A valorização do esporte feminino no Brasil.
Enviada em 01/08/2020
De acordo com Declaração Universal dos Direitos Humanos- promulgada em 1948 pela ONU (Organizações das Nações Unidas)- todos os cidadãos sem qualquer distinção tem direito a cultura e ao lazer. Ao analisar o tema, vê-se que a participação da mulher no mundo esportivo é algo recente, logo, que no ano de 1941 existia uma lei que proibiam as mulheres de praticarem de qualquer tipo de desporte. Porém, no ano de 1949 no fim da ditadura militar brasileira está lei foi abolida, foi então que iniciou-se o ingresso da mulher nos esportes brasileiros. Nessa problemática, destacam-se a desvalorização do futebol feminino e o aumento do preconceito contra as mulheres atletas.
Em uma primeira constatação, é evidente que os homens são mais valorizados no futebol do que as mulheres.
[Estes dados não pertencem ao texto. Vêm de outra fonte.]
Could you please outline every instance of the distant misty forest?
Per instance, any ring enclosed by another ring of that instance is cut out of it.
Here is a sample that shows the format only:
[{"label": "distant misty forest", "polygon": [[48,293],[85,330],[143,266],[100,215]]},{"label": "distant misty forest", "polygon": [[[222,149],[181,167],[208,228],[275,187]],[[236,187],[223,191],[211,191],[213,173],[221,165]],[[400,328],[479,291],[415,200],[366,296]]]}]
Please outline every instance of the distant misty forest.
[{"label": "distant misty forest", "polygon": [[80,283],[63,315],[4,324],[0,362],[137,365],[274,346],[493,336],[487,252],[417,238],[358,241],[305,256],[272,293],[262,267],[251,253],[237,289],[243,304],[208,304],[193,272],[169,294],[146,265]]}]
Tal como, a artilheira Marta, que em 2015 ultrapassou o rei Pelé marcando 98 gols vestindo a camisa da seleção brasileira, porém a jogadora não é titulada de " rainha Marta". Marta, também protestou em uma das comemorações de seus gols na Copa do Mundo Feminina em 2019, apontando para sua chuteira e mostrando que a mesma não tinha patrocínio, pois queriam pagar a ela um valor inferior ao que se paga a jogadores masculinos. Logo, é necessário uma intervenção para que comecem a enxergar as mulheres esportistas como qualquer outro atleta, com o objetivo de de alcançar a isonomia esperada pela sociedade.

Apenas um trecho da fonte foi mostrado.